Le projet se décline en deux volets. Outre l’album imprimé, avec les couvertures cartonnées, le lecteur est invité à scanner le QR code créé par l’auteur, et qui se trouve sur la première de couverture, pour se rendre sur la version numérique, disponible sur internet pour une expérience « de réalité augmentée ». Il offre ainsi deux capsules de 3 minutes 10 chacune à l’utilisateur qui découvre de manière « interactive », l’histoire de ce géographe noir. Cette démarche a, pour objectif, d’inscrire ce projet dans l’ère du temps – des jeunes sont toujours accrochés à leurs téléphones portables ou leurs tablettes, observe-t-il –, et d’éveiller davantage la curiosité des lecteurs.
Outil pédagogique
Évoquant le titre de l’ouvrage, il souligne qu’ « à La Réunion, Grand Noir fait référence à quelqu’un qui a fait quelque chose de grand ou d’exceptionnel » contrairement à sa connotation péjorative mauricienne qui renvoie à quelqu’un imbu de sa personne. Pour lui, « grand noir », au même titre que « grand blanc » à la Réunion, est « un terme universel ».
C’est à l’occasion de la célébration des cinquante ans du Lycée Lislet Geoffroy, à Saint-Denis, avec la mise en place d’un comité de collaborateurs que l’idée de créer un livre sur « cet homme libre » lui est venue. Face aux jeunes qui ont souvent tendance à se décourager devant les études, il a choisi de mettre en lumière un personnage noir. « L’ouvrage est un outil pédagogique qui peut être exploité en cours », soutient-il : « Qu’importe la situation dans laquelle on se trouve, avec un objectif, on peut s’en sortir ».
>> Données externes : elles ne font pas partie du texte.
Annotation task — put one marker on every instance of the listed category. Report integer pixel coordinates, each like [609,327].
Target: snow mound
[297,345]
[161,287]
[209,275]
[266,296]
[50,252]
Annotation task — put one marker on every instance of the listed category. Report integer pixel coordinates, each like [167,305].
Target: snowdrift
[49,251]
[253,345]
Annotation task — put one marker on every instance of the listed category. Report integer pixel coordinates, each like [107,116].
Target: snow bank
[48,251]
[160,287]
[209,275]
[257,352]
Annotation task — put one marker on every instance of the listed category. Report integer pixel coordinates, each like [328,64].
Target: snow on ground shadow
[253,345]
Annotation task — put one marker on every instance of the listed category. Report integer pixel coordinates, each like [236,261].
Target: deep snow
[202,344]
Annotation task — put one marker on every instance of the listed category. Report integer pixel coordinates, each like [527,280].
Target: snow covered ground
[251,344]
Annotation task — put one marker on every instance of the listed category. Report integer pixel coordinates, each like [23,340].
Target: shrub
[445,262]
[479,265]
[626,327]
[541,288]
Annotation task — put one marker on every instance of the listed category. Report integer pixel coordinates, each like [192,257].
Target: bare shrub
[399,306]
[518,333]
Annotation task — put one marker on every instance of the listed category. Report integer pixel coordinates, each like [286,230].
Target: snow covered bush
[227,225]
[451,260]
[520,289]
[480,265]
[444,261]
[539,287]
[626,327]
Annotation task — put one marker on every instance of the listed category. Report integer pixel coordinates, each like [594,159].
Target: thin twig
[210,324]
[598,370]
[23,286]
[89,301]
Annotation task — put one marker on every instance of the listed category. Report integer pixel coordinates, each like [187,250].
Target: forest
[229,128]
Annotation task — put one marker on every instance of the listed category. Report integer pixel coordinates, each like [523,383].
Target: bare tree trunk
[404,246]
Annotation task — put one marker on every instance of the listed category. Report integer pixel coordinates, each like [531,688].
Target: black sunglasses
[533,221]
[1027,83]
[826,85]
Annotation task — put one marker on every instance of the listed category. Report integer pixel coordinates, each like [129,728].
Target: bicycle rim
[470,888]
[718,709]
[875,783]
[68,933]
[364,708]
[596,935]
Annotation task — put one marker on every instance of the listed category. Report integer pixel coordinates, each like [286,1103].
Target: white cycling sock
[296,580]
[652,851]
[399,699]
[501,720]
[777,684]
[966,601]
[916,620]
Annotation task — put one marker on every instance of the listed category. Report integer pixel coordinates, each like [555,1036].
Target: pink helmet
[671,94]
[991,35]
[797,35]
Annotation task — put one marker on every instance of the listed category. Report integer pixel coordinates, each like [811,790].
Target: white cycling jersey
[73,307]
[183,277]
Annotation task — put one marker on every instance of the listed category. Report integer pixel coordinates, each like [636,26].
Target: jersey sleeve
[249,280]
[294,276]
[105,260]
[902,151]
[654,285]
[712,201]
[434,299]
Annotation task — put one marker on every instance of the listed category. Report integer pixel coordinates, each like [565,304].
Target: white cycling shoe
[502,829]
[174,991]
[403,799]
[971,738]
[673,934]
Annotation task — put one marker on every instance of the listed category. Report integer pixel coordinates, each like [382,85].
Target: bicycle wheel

L’auteur met en avant par ailleurs : « Nous avons toujours tendance à regarder ailleurs. Or, nous avons là devant nous un modèle qui est bien de chez nous. Et, c’est sans doute ce métissage qui a contribué à en faire un savant. C’est un sujet qui est toujours d’actualité. Quand on parle de cette période, on voit qu’elle s’inscrit dans la continuité. Lisley-Geoffroy a fait bouger les choses ici, à Maurice. Il a cartographié une vingtaine d’îles et de territoires dont l’île Maurice en ayant comme seuls outils le compas et l’équerre », affirme M. Sooben.
Recherche
Pour lui, Jean-Baptiste Lislet Geoffroy a aussi été un lien entre La France et l’Angleterre qui a, par la suite, pris possession de l’île de France. « C’est lui qui a été choisi pour remettre toutes les clés aux Anglais et pour poursuivre le travail car il connaissait tous les dossiers de l’époque », d’où d’ailleurs le choix de faire un album bilingue anglais-français. « C’est un hommage qui lui est rendu », dit-il. Jean-Baptiste Lislet Geoffroy a aussi été le premier noir admis à l’Académie des Sciences de Paris, fait-il ressortir. Ainsi, M. Sooben souhaite relever l’importance de l’éducation dans la vie d’un être : « Elle nous donne la liberté. C’est cela qui nous rend égal dans notre dignité ».
Didier Sooben revient sur le début du projet. Avec le soutien de son parrain, Mario Serviable, géographe-urbaniste, qui « lui a ouvert toutes les portes », affirme-t-il, il commence à s’intéresser à l’homme et entame ses recherches. D’abord, auprès du Blue Penny Museum, au Caudan, ensuite auprès de la loge maçonnique La Triple Espérance, puisque, précise-t-il, « Lisley Geoffroy était maçon » et aux Archives départementales de La Réunion (ADR). « J’ai collecté toutes les réponses possibles dans un premier temps avant de me rendre aux ADR ». Les recherches ont été longues et une fois les informations recueillies, l’auteur qui est également illustrateur est allé vite avec le texte et les illustrations. Il a ensuite planché sur une version numérique.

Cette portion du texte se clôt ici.